Tant que les œuvres de Giusti n’ont été multipliées que par des mains fidèles et dévouées, la discussion pouvait sembler difficile, imprudente même aux esprits les plus francs. Aujourd’hui que ses vers sont tombés dans le domaine public, chacun peut parler de lui en toute liberté, en Italie comme en France, sans s’exposer au reproche d’injustice. En signalant les défauts de ces œuvres ingénieuses, personne ne craint plus d’être accusé de vouloir rétablir la théocratie ou la monarchie absolue. Grace à Dieu, la presse, en mettant la pensée de chacun à la disposition de tout le monde, impose silence à toutes les déclamations ridicules. Si Giusti a dû à la propagation clandestine de ses vers une grande partie de sa popularité, c’est à cette propagation clandestine qu’il faut aussi rapporter le caractère prosaïque de plusieurs pièces de son recueil.

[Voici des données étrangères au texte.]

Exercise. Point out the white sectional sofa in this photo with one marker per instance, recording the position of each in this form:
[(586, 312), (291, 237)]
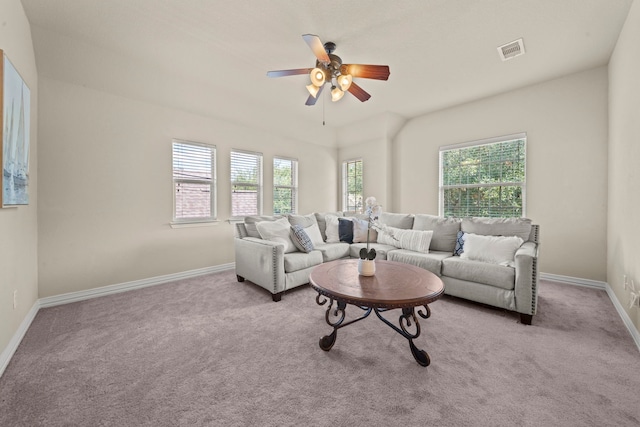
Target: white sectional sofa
[(488, 260)]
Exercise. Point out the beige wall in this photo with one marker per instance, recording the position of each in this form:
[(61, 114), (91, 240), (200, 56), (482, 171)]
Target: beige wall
[(18, 226), (566, 125), (623, 252), (106, 190)]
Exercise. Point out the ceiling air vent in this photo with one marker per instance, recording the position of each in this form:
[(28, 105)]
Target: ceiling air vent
[(511, 50)]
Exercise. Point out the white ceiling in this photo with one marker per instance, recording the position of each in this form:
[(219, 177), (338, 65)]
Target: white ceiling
[(440, 52)]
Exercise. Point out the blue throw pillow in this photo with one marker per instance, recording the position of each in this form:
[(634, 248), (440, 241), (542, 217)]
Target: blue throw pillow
[(345, 230), (301, 239), (460, 238)]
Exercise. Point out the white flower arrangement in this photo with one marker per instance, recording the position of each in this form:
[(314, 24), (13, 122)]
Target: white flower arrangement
[(373, 210)]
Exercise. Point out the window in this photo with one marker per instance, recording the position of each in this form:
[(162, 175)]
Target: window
[(194, 181), (285, 186), (352, 185), (246, 183), (484, 178)]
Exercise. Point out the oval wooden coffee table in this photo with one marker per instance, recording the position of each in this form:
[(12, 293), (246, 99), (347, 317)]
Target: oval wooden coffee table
[(394, 286)]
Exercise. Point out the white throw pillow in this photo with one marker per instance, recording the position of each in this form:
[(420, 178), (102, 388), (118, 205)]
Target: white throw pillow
[(277, 231), (413, 240), (360, 227), (313, 231), (493, 249), (332, 229)]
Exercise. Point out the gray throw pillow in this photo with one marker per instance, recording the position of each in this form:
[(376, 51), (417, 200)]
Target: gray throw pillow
[(301, 239), (445, 230)]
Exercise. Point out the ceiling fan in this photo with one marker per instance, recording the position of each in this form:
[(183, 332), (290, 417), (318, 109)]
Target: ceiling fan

Si, au lieu d’être lu en cachette, il eût été lu publiquement, si le blâme était venu assaisonner la louange, je ne doute pas qu’il n’eût essayé de donner à sa pensée une forme plus vive, plus précise, qu’il n’eût attribué plus d’importance à l’emploi des images, et compris enfin que l’idée la plus ingénieuse, la satire la plus vraie, la raillerie la plus mordante, n’ont qu’une durée passagère, lorsqu’elles, ne sont pas protégées par l’élégance, par la justesse, par la transparence de l’expression. L’obscurité que ses compatriotes mêmes n’hésitent pas à lui reprocher se serait dissipée, s’il eût été soumis plus tôt, à tous les hasards de la discussion. Quand le grand jour a lui pour ses vers, il était trop tard. En possession de la popularité, il ne pouvait guère prendre au sérieux les objections produites par les esprits désintéressés. Il avait trouvé depuis long-temps, pour sa pensée, un moule qu’il ne voulait plus changer. Il avait recueilli tous les bénéfices de la lecture clandestine ; il n’acceptait pas toutes les conséquences de la publicité. Malgré sa modestie, pouvait-il consentir à prendre pour de pures flatteries toutes les louanges qui lui avaient été prodiguées ? L’épreuve était délicate, et je comprends très bien qu’il n’en soit pas sorti victorieux.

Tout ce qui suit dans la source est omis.